Next Article in Journal
Inhibition of Dipeptidyl Peptidase-4 Activates Autophagy to Promote Survival of Breast Cancer Cells via the mTOR/HIF-1α Pathway
Previous Article in Journal
Vaping, Environmental Toxicants Exposure, and Lung Cancer Risk
Previous Article in Special Issue
Increased IL-17A Serum Levels and Gastric Th17 Cells in Helicobacter pylori-Infected Patients with Gastric Premalignant Lesions
 
 
Article
Peer-Review Record

Study of Helicobacter pylori Isolated from a High-Gastric-Cancer-Risk Population: Unveiling the Comprehensive Analysis of Virulence-Associated Genes including Secretion Systems, and Genome-Wide Association Study

Cancers 2023, 15(18), 4528; https://doi.org/10.3390/cancers15184528
by Batsaikhan Saruuljavkhlan 1, Ricky Indra Alfaray 1,2, Khasag Oyuntsetseg 3, Boldbaatar Gantuya 3,4, Ayush Khangai 1, Namsrai Renchinsengee 1, Takashi Matsumoto 1, Junko Akada 1, Dashdorj Azzaya 4, Duger Davaadorj 4 and Yoshio Yamaoka 1,2,5,6,*
Reviewer 1: Anonymous
Reviewer 2:
Reviewer 3:
Cancers 2023, 15(18), 4528; https://doi.org/10.3390/cancers15184528
Submission received: 30 June 2023 / Revised: 25 August 2023 / Accepted: 8 September 2023 / Published: 12 September 2023
(This article belongs to the Special Issue Association of Helicobacter pylori with Gastric Cancer)

Round 1

Reviewer 1 Report

The authors present a genomic analysis of several recently isolated Helicobacter pylori strains from a geographic region at high risk for gastric cancer. Specifically, multiple virulence factors were characterized for each strain in terms of sequence conservation, completeness, allelic variants, SNPs and probable functionality; factors are considered as single genes or grouped into functional systems (cag, t4ss, t3ss). All these data are compared with different pathological conditions of bacteria-infected gastric tissue, from mild gastritis to gastric cancer. The analysis seeks to highlight the specific factors related to the risk of developing gastric cancer, whether they are favorable to cancer development (pro-tumorigenic) or negatively correlated with this disease (protective effect).
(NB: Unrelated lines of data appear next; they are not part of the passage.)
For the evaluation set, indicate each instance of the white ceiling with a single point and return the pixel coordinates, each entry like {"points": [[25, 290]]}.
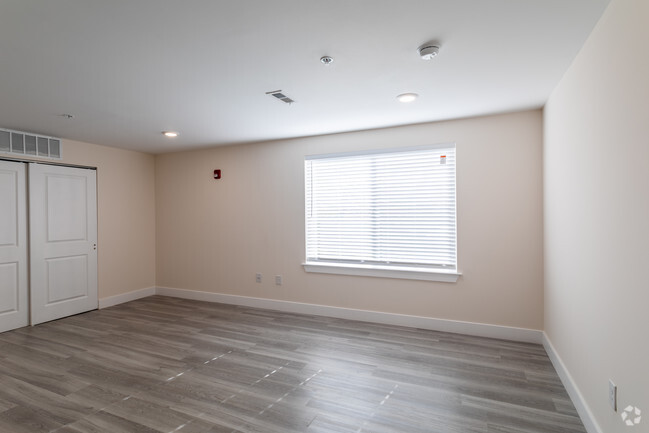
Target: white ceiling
{"points": [[129, 69]]}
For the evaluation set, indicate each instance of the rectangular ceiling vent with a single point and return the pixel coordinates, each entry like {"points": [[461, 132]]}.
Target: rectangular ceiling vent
{"points": [[279, 95], [28, 144]]}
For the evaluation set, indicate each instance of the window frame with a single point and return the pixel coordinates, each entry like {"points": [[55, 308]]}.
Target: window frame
{"points": [[377, 270]]}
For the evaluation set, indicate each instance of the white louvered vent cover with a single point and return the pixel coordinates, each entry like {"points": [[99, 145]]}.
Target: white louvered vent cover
{"points": [[28, 144]]}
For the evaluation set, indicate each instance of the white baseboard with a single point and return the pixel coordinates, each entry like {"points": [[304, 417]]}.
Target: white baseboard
{"points": [[458, 327], [576, 396], [126, 297]]}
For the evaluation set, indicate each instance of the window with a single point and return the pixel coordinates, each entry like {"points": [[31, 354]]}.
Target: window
{"points": [[384, 213]]}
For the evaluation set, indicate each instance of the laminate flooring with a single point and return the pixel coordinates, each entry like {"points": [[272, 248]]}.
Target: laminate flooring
{"points": [[162, 364]]}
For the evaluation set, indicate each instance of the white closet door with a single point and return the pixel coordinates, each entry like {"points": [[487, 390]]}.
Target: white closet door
{"points": [[63, 241], [14, 310]]}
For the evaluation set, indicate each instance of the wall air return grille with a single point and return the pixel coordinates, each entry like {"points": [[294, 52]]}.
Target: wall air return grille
{"points": [[28, 144], [279, 95]]}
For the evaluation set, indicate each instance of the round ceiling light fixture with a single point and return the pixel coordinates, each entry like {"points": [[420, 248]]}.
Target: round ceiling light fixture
{"points": [[428, 50], [407, 97]]}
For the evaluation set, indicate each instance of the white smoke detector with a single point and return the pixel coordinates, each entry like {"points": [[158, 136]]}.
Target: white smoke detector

The topic is interesting, the study considers many bacterial genes, and some conclusions seem solid. However, much information is missing, some tables seem to contain incorrectly reported data, some data are reported as difficult to read, and some concepts are not sufficiently supported by the analysis. All these points need to be addressed before publication.

Text:

-          First of all, I have some problems with the word “secretome”: many virulence factors considered in the analysis are non-secreted outer membrane proteins, inner membrane proteins or cytoplasmatic factors (arsR). Although some outer membrane proteins are present in the OMVs, it is questionable that they can be considered part of the secretome. Non-secreted cytoplasmatic factors cannot be considered part of the secretome

-          Secondly, the inclusion of “hypothetical proteins” or similar genes in the panel of virulence factor is questionable. If they are enlisted in the VFDB repository, add a comment in the text

- The text is rich of tables and the same datas are reported both with a sg1/sg2 subdivision and the clinical class subdivision. Consider to leave only the table with clinical subdivision, which is the focus of the paper.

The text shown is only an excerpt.